Soldier Missing From Vietnam War Identified (Dalton)

Release No: 11-014 July 21, 2011 PRINT | E-MAIL

The Department of Defense POW/Missing Personnel Office announced today that the remains of a U.S. serviceman, missing in action from the Vietnam War, have been identified and will be returned to his family for burial with full military honors.

Army Specialist Four Randall D. Dalton, 20, of Collinsville, Ill., will be buried July 24 in Glen Carbon, Ill. On July 24, 1971, he was the door gunner of an OH-6A Cayuse helicopter, with two other soldiers on board, when the aircraft was struck by enemy ground fire and crashed in Kracheh Province, Cambodia.
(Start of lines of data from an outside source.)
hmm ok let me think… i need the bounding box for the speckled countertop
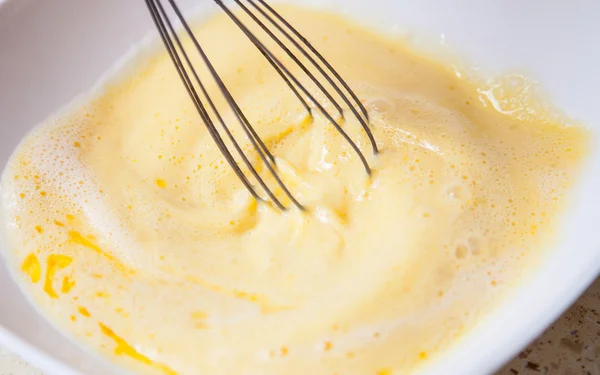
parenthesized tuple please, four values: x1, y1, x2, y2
(1, 278, 599, 375)
(496, 277, 600, 375)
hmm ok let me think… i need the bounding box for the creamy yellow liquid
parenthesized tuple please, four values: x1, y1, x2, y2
(0, 5, 588, 375)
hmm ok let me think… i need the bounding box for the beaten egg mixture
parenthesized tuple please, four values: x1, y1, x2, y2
(0, 5, 588, 375)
A search and rescue team arrived at the location shortly after the crash and found the pilot alive. Dalton and the third soldier did not survive. Enemy activity in the area forced the team to rapidly evacuate the pilot. The next day as second team returned to recover the remains of the other two men but they were missing.
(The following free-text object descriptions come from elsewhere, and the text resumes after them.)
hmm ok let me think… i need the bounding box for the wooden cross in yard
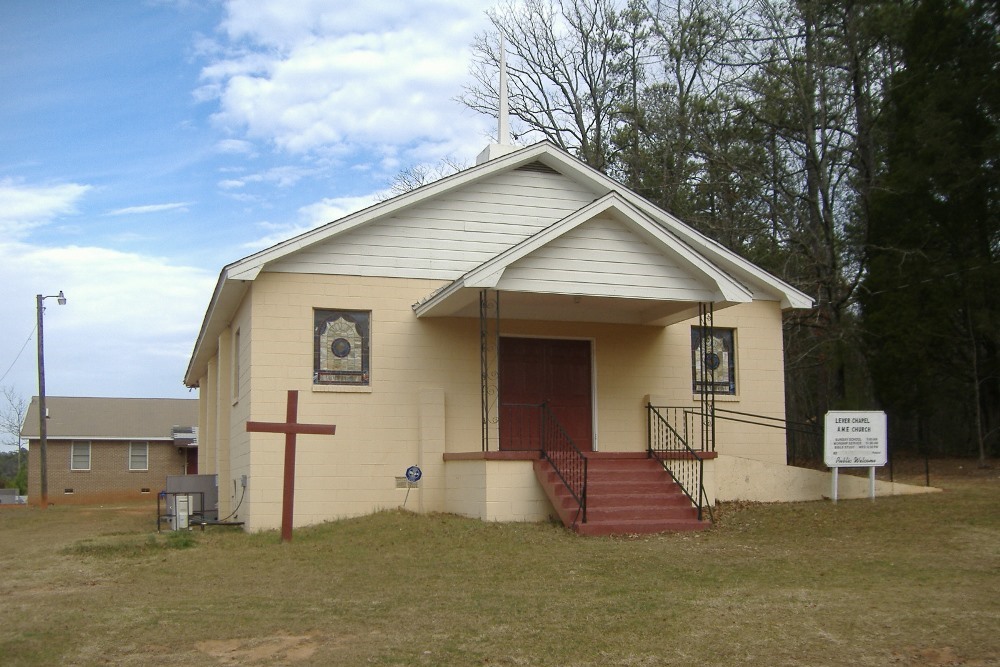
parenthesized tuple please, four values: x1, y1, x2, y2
(246, 390, 336, 543)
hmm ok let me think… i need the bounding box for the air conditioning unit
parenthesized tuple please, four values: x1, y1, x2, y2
(169, 494, 191, 530)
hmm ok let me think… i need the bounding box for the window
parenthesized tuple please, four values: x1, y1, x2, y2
(129, 442, 149, 471)
(691, 327, 736, 395)
(71, 442, 91, 471)
(314, 309, 370, 385)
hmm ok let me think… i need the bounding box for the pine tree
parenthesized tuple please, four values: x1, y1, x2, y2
(863, 0, 1000, 462)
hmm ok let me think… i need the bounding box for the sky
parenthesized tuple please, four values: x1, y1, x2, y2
(0, 0, 502, 440)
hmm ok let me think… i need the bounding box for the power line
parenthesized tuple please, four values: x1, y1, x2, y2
(0, 326, 36, 385)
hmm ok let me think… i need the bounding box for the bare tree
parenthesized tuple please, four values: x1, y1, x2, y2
(703, 0, 902, 422)
(629, 0, 754, 218)
(462, 0, 642, 171)
(1, 386, 28, 477)
(378, 156, 469, 200)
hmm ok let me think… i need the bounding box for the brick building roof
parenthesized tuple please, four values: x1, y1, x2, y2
(21, 396, 198, 441)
In September 1989, the Socialist Republic of Vietnam gave the United States three boxes of remains believed to U.S. servicemen. Documents turned over with the boxes listed two servicemen by name and scientists confirmed their identities. The third box contained remains from two individuals—one was determined to be of Southeast Asian descent and returned to Vietnam, the other wasn’t able to be identified given the available forensic technology.
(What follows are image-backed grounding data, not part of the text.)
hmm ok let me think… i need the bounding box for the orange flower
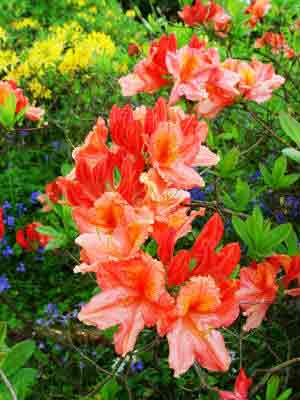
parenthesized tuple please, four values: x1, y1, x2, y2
(78, 253, 174, 356)
(245, 0, 271, 28)
(163, 276, 236, 376)
(283, 255, 300, 297)
(237, 262, 278, 331)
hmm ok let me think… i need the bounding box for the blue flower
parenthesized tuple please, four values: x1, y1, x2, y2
(2, 201, 11, 210)
(0, 275, 10, 293)
(16, 262, 26, 273)
(249, 170, 261, 183)
(16, 203, 27, 216)
(30, 191, 41, 204)
(275, 211, 286, 224)
(45, 303, 59, 318)
(2, 246, 13, 257)
(189, 188, 205, 201)
(205, 184, 214, 193)
(20, 130, 29, 137)
(51, 140, 61, 150)
(5, 216, 15, 227)
(131, 360, 143, 373)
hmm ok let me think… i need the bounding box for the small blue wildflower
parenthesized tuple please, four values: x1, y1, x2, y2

Between 1992 and 2007, joint U.S./Kingdom of Cambodia teams interviewed witnesses, conducted investigations and excavated the crash site. The team found helicopter wreckage but no evidence of human remains.

Among other forensic identification tools and circumstantial evidence, scientists from the Armed Forces DNA Identification Laboratory used mitochondrial DNA – which matched that of his sister – in the identification of Dalton’s remains.